OAuth providers
GitHub
Set up GitHub OAuth for repositories, issues, and code access
Overview
Section titled “Overview”Connect your users to GitHub for repository management, issue tracking, pull requests, and code access.
| Property | Value |
|---|---|
| Provider ID | github |
| PKCE | Supported |
| Token refresh | Not needed (tokens don’t expire) |
| Access token lifetime | Never expires (revoked after 1 year of inactivity) |
| Redirect URI | Shown in Developer Portal |
Step 1: Create a GitHub OAuth App
Section titled “Step 1: Create a GitHub OAuth App”Go to GitHub Developer Settings
Navigate to github.com/settings/developers and click OAuth Apps > New OAuth App.
For organization-owned apps, go to Organization Settings > Developer settings > OAuth Apps.
Fill in app details
- Application name: The application name (e.g., “My App”)
- Homepage URL: The application’s URL (e.g.,
https://myapp.com) - Authorization callback URL: Copy the Redirect URI from the Developer Portal
- Click Register application
Get credentials
After creating the app:
- Client ID: Displayed on the app page
- Client Secret: Click Generate a new client secret and copy it immediately
The Client Secret is only shown once. Store it securely.

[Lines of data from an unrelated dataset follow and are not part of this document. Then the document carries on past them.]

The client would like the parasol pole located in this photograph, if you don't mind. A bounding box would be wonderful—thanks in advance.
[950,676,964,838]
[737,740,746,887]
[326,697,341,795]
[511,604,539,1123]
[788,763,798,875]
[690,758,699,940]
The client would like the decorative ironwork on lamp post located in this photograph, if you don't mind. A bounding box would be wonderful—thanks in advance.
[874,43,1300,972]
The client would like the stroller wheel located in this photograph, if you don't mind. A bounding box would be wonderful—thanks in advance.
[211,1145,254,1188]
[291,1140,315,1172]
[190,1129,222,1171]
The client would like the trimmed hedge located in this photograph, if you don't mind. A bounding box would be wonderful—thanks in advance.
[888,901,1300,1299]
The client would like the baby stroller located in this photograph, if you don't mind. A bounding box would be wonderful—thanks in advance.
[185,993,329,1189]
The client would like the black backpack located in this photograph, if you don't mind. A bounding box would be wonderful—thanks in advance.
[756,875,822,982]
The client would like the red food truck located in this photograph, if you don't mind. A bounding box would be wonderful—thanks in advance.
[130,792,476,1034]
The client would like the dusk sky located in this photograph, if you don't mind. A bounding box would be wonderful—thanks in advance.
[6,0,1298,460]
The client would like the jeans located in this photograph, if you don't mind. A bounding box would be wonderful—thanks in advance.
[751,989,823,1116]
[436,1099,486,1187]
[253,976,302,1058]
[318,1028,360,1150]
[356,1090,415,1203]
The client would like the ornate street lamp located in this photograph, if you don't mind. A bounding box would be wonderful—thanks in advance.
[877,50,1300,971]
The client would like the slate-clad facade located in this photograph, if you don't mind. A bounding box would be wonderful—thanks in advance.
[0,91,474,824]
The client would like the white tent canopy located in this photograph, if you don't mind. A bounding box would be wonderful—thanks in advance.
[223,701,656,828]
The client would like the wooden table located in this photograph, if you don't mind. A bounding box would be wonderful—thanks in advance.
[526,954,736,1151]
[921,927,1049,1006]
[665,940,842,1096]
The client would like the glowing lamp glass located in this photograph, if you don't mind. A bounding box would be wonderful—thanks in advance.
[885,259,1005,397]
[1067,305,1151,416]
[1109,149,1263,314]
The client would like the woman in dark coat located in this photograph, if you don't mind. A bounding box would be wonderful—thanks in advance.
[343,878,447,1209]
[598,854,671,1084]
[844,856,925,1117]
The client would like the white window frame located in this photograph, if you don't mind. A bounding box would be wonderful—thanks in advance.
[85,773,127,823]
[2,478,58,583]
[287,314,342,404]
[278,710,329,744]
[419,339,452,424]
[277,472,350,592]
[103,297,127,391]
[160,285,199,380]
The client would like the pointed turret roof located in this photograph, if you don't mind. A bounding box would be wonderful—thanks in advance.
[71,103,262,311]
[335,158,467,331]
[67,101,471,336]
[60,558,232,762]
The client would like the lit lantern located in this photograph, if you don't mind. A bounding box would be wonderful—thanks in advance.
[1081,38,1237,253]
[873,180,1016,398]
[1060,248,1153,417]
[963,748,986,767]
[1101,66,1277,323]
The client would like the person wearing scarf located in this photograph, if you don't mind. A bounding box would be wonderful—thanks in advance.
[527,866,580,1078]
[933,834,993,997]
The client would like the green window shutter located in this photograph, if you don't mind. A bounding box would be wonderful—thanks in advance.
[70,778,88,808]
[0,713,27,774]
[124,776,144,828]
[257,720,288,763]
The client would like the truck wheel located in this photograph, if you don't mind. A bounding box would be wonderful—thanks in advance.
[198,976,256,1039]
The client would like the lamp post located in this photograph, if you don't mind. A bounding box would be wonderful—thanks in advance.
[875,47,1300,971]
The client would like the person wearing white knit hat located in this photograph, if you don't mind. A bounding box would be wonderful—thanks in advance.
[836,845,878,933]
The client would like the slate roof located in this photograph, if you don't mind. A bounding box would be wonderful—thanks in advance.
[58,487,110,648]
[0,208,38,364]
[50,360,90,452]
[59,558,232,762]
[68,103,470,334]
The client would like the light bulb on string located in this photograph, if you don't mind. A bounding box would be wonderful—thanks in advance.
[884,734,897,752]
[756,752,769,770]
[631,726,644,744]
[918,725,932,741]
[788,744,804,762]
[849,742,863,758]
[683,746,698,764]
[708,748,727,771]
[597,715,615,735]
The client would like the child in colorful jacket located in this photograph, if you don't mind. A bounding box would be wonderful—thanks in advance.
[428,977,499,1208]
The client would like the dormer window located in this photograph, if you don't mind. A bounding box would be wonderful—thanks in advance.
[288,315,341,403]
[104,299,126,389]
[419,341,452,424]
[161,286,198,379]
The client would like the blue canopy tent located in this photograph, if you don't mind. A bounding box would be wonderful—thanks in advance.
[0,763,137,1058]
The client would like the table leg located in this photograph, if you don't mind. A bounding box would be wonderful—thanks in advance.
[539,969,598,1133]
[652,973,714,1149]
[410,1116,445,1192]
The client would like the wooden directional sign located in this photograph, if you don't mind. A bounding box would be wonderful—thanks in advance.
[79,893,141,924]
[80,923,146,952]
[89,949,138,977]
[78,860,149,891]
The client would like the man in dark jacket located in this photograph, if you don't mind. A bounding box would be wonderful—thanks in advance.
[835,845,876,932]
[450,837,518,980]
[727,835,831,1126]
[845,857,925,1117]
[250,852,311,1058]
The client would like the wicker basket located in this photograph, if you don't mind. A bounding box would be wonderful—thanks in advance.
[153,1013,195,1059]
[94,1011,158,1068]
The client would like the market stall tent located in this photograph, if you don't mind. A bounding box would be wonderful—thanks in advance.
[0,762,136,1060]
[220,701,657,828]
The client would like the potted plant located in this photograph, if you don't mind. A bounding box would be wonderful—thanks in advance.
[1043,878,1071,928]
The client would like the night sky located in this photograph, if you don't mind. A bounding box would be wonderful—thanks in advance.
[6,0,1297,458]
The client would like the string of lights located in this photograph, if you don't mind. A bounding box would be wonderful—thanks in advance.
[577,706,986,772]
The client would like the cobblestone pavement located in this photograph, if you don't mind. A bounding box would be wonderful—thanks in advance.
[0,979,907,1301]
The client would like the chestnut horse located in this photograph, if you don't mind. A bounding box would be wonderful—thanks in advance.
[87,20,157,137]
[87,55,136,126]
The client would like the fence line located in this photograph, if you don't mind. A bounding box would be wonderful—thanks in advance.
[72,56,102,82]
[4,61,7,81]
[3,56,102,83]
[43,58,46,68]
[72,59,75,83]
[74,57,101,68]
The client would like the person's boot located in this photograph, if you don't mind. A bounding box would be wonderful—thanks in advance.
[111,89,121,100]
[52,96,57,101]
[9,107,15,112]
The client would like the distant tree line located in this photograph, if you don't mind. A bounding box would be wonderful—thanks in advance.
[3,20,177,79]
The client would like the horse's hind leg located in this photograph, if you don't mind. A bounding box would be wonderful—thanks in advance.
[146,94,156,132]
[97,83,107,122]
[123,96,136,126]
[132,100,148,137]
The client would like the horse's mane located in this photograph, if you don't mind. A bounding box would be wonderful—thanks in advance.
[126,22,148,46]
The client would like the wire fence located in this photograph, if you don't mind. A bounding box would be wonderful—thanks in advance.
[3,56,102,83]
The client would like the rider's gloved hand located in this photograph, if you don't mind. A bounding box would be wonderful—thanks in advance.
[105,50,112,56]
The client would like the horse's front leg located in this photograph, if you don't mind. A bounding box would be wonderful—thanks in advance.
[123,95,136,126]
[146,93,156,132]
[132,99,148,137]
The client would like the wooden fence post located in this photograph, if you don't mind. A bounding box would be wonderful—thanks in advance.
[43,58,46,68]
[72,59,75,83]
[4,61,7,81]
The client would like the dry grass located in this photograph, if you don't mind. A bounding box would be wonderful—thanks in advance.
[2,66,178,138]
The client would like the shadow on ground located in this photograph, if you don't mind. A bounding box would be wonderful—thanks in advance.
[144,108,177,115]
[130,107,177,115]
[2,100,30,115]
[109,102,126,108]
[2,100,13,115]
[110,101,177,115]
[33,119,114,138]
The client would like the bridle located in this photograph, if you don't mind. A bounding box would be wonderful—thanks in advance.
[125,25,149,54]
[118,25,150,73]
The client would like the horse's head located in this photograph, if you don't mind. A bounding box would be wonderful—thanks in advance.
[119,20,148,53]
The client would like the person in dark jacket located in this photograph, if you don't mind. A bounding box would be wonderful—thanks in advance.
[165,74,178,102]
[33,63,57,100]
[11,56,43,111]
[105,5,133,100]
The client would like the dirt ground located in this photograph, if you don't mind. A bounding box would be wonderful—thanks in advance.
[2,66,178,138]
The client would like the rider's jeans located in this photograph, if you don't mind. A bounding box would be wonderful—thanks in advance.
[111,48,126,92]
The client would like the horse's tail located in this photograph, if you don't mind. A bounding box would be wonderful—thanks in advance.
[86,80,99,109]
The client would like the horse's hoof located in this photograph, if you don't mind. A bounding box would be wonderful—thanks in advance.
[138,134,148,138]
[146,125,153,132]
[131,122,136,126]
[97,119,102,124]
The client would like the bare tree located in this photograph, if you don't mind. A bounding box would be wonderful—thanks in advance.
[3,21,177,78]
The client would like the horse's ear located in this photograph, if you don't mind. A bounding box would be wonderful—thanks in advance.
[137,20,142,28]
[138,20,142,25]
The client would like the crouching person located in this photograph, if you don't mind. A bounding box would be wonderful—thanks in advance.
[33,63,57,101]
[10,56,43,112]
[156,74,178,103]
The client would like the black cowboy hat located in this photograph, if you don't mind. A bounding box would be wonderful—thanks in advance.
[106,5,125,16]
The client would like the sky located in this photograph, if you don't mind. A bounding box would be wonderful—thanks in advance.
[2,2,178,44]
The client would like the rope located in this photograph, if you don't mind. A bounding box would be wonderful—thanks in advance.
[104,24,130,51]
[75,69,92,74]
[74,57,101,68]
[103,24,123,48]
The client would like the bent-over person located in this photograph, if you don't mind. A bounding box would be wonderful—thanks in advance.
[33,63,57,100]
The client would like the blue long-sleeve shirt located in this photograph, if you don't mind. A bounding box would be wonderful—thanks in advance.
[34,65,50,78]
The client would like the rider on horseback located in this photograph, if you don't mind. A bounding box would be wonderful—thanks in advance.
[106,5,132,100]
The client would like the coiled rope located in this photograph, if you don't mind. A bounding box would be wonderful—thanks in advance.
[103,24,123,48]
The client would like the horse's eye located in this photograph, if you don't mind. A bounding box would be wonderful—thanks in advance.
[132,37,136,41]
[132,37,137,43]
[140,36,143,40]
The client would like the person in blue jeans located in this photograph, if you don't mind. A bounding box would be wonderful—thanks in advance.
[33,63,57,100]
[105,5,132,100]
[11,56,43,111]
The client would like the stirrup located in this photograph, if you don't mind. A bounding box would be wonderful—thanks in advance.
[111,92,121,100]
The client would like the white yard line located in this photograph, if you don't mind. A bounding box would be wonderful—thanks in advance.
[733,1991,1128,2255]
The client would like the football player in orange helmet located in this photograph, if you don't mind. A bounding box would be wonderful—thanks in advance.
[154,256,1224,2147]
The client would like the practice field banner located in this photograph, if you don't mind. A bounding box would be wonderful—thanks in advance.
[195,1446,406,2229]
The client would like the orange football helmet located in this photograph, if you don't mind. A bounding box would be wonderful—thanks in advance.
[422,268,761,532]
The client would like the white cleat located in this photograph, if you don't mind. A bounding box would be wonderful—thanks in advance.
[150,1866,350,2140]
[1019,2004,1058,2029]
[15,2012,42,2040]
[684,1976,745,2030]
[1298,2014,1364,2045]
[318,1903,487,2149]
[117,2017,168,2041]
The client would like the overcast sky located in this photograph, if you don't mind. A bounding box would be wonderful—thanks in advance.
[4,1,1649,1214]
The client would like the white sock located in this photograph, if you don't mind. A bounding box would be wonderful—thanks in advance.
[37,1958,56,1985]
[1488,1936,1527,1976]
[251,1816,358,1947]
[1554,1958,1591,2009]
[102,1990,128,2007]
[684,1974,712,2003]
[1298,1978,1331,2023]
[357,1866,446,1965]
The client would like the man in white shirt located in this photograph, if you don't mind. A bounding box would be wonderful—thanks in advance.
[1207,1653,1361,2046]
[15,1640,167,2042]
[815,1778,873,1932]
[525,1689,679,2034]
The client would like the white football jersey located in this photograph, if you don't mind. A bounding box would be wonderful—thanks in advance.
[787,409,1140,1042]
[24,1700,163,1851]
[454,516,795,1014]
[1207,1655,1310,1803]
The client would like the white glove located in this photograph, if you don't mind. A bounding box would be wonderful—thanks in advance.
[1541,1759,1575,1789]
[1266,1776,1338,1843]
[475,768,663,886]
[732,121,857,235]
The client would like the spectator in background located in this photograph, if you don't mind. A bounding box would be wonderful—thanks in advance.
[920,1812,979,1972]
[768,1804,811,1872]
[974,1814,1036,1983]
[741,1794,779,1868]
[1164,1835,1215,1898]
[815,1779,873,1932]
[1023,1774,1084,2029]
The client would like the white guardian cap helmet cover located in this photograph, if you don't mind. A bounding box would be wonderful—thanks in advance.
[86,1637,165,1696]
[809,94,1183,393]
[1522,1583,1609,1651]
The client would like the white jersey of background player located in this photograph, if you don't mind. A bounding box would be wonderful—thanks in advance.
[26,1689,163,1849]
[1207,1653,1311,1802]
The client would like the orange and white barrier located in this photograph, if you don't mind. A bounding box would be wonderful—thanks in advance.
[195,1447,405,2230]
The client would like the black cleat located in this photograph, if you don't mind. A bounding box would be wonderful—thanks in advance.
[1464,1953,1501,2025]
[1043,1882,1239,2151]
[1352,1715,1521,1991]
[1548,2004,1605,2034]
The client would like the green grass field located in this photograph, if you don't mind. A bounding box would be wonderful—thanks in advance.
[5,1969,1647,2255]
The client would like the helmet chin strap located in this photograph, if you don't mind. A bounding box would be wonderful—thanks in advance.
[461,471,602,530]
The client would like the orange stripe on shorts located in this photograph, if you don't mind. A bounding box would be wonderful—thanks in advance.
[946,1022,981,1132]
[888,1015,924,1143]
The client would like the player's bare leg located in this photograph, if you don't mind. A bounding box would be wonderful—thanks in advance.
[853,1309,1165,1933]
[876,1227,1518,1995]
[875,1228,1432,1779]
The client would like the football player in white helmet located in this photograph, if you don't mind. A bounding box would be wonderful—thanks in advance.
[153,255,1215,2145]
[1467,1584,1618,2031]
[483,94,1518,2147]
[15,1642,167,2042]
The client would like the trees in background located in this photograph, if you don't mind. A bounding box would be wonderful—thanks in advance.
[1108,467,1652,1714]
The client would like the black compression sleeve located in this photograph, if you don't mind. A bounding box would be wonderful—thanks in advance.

Step 2: Add to Alter Vault
Section titled “Step 2: Add to Alter Vault”Open the Developer Portal
Go to portal.alterauth.com and navigate to the application.
Add GitHub provider
Go to OAuth Providers > Add Provider > GitHub.
Enter credentials
- Client ID: Paste your GitHub Client ID
- Client Secret: Paste your GitHub Client Secret
Select scopes
Choose the scopes the application needs. See the Available Scopes section below.
Save
Click Save. The provider is now active.
Step 3: Test It
Section titled “Step 3: Test It”After a user connects via Alter Connect, use the returned grant_id to make API calls:
from alter_sdk import App, HttpMethod
async with App( api_key="alter_key_...", caller="my-agent",) as alter_app: response = await alter_app.request( HttpMethod.GET, "https://api.github.com/user/repos", grant_id=grant_id, query_params={"sort": "updated", "per_page": "5"}, ) repos = response.json() for repo in repos: print(f"{repo['name']} - {repo.get('description', 'No description')}")Available Scopes
Section titled “Available Scopes”Repository
Section titled “Repository”| Scope | Description |
|---|---|
repo | Full access to public and private repositories |
public_repo | Access public repositories only |
repo:status | Access commit statuses |
repo_deployment | Access deployment statuses |
repo:invite | Accept/decline repository invitations |
delete_repo | Delete repositories |
| Scope | Description |
|---|---|
user | Full read/write access to profile (includes user:email and user:follow) |
read:user | Read-only access to profile data |
user:email | Read email addresses |
user:follow | Follow/unfollow users |
Organization
Section titled “Organization”| Scope | Description |
|---|---|
admin:org | Full organization management |
write:org | Read/write access to org membership and projects |
read:org | Read-only access to org and team membership |
Webhooks & Keys
Section titled “Webhooks & Keys”| Scope | Description |
|---|---|
admin:repo_hook | Full access to repository hooks |
admin:org_hook | Full access to organization hooks |
admin:public_key | Fully manage public keys |
admin:gpg_key | Fully manage GPG keys |
| Scope | Description |
|---|---|
gist | Write access to gists |
notifications | Access notifications |
project | Read/write access to user and organization projects |
workflow | Add and update GitHub Actions workflows |
write:packages | Upload/publish packages |
read:packages | Download packages |
codespace | Create and manage Codespaces |
Common API Endpoints
Section titled “Common API Endpoints”| Use Case | Method | URL |
|---|---|---|
| List user’s repos | GET | https://api.github.com/user/repos |
| Get a repository | GET | https://api.github.com/repos/{owner}/{repo} |
| List issues | GET | https://api.github.com/repos/{owner}/{repo}/issues |
| Create an issue | POST | https://api.github.com/repos/{owner}/{repo}/issues |
| List pull requests | GET | https://api.github.com/repos/{owner}/{repo}/pulls |
| Get authenticated user | GET | https://api.github.com/user |
- GitHub OAuth App tokens never expire but are revoked after 1 year of inactivity. There’s no refresh token flow.
- GitHub requires the
Accept: application/jsonheader for JSON responses from the token endpoint. Alter Vault handles this automatically. - If the user’s email is not public, Alter Vault automatically fetches it via the
/user/emailsendpoint (requiresuser:emailscope). - GitHub’s API requires the
X-GitHub-Api-Versionheader. When making calls via Alter Vault, you can add it viaextra_headersif needed, though most endpoints work without it.